2.3 PESQUISAS SOBRE SOFRIMENTO E PRAZER NO TRABALHO

Pesquisas acadêmicas do período entre o ano 2000 e 2012 que tratam sobre a colaboração no ambiente laboral, o reconhecimento e as defesas, na perspectiva da psicodinâmica, foram analisadas e destas, inseridos alguns recortes como aporte teórico e metodológico para o desenvolvimento deste estudo, pois se observa uma forte expressão de trabalhos nessa área no Brasil, como os que seguem.

Lima e Lima Filho (2009) analisam no estudo sobre as Condições de Trabalho e Saúde do/a Professor/a Universitário/a, o processo saúde-doença do trabalho docente, verificando as relações entre o processo de trabalho docente, as condições sob as quais ele se desenvolve e o possível adoecimento físico e mental dos professores da Universidade Federal de Mato Grosso do Sul através de pesquisa exploratória, junto a 189 professores.

Nesse estudo, os autores concluíram diante dos dados colhidos que há importante indicativo de que o trabalho interfere na saúde dos professores que apresentaram um quadro de crescente mal-estar, tanto em termos físicos e psíquicos, como interpessoais.

A pesquisa destes autores encontrou várias manifestações sintomáticas que evidenciam o sofrimento no trabalho, tais como: cansaço mental, estresse, ansiedade, esquecimento, frustração, nervosismo, angústia, insônia e depressão que constituem queixas relacionadas à saúde mental, como dores nas costas, pernas e braços, rinite e alergia respiratória, relativas da saúde física.

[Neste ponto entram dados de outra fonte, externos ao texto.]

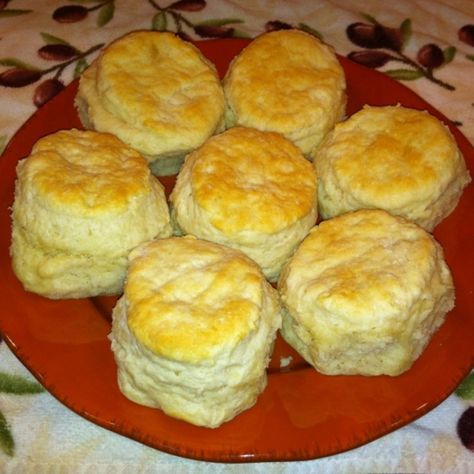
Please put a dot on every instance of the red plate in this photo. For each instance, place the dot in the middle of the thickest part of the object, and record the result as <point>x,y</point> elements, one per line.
<point>301,414</point>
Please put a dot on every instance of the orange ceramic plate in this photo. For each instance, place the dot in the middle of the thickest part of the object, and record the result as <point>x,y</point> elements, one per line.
<point>301,414</point>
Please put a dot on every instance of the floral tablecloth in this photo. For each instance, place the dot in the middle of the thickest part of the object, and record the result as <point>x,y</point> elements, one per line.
<point>428,45</point>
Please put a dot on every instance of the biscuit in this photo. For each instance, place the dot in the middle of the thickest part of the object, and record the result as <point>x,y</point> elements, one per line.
<point>157,93</point>
<point>394,158</point>
<point>249,190</point>
<point>364,293</point>
<point>83,200</point>
<point>194,330</point>
<point>289,82</point>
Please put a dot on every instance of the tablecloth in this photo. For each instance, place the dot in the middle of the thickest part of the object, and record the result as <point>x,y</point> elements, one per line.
<point>427,45</point>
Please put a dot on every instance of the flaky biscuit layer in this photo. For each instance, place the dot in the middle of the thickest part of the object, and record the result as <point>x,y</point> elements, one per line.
<point>250,190</point>
<point>194,330</point>
<point>156,92</point>
<point>83,200</point>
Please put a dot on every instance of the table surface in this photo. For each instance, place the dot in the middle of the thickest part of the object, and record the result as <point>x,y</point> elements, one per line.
<point>37,433</point>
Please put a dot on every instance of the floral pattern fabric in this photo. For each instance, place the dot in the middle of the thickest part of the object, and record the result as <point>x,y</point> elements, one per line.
<point>427,45</point>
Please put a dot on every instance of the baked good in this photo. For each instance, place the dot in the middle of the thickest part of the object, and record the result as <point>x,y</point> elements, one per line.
<point>364,293</point>
<point>394,158</point>
<point>157,93</point>
<point>249,190</point>
<point>83,200</point>
<point>193,332</point>
<point>289,82</point>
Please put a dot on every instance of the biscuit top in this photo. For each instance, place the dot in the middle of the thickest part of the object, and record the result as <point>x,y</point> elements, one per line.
<point>161,85</point>
<point>286,79</point>
<point>365,266</point>
<point>189,298</point>
<point>250,180</point>
<point>390,155</point>
<point>88,171</point>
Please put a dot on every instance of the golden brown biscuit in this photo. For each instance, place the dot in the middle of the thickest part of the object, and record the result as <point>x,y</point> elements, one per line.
<point>289,82</point>
<point>364,293</point>
<point>394,158</point>
<point>194,330</point>
<point>83,200</point>
<point>249,190</point>
<point>157,93</point>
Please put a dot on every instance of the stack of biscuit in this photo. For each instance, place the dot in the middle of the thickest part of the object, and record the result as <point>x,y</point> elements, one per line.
<point>361,292</point>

Contudo, apresentam uma conjuntura que além do sofrimento demonstra o prazer, e afirmam que ainda existe encanto, que persistem práticas construtoras de alianças e compartilhamento, bem como a produção de novos sentidos e significados à prática docente, embora levantem a possibilidade para novas pesquisas no sentido de investigar dimensões interpares e do cotidiano de trabalho docente, como as disputas internas pelo poder e tradições clientelistas e patrimonialistas presentes nas instituições brasileiras.

Ferreira; Fernandes; Prado; Baptista; Freitas e Bonini (2009), cujo estudo exploratório e descritivo com abordagem qualitativa, analisou sentimentos de prazer e sofrimento no processo de trabalho do enfermeiro docente de três universidades privadas do município de São Paulo, verificando experiências enriquecedoras de significados do saber-fazer na prática docente.

Os autores objetivaram naquela pesquisa, identificar os aspectos geradores de prazer e sofrimento no processo de trabalho do enfermeiro docente, analisados segundo

o referencial teórico de Christophe Dejours, pontuando a importância dos fatores psicossociais em relação ao objeto estudado.

Nesse contexto, enquanto resultados investigativos verificaram que as relações ambíguas presentes no trabalho desses profissionais expressavam sentimentos de prazer e sofrimento decorrentes dessa prática, evidenciando as condições e a organização do trabalho como elementos potencializadores de tais sentimentos no cotidiano laboral do enfermeiro naquelas instituições.

Destaca-se que Mendes; Chaves; Santos e Mello Neto (2007) produziram o artigo intitulado: “Da arte ao ofício: vivências de sofrimento e significado do trabalho de professor universitário”, cujo objetivo foi o de descrever os significados do trabalho e sofrimento na profissão de docente.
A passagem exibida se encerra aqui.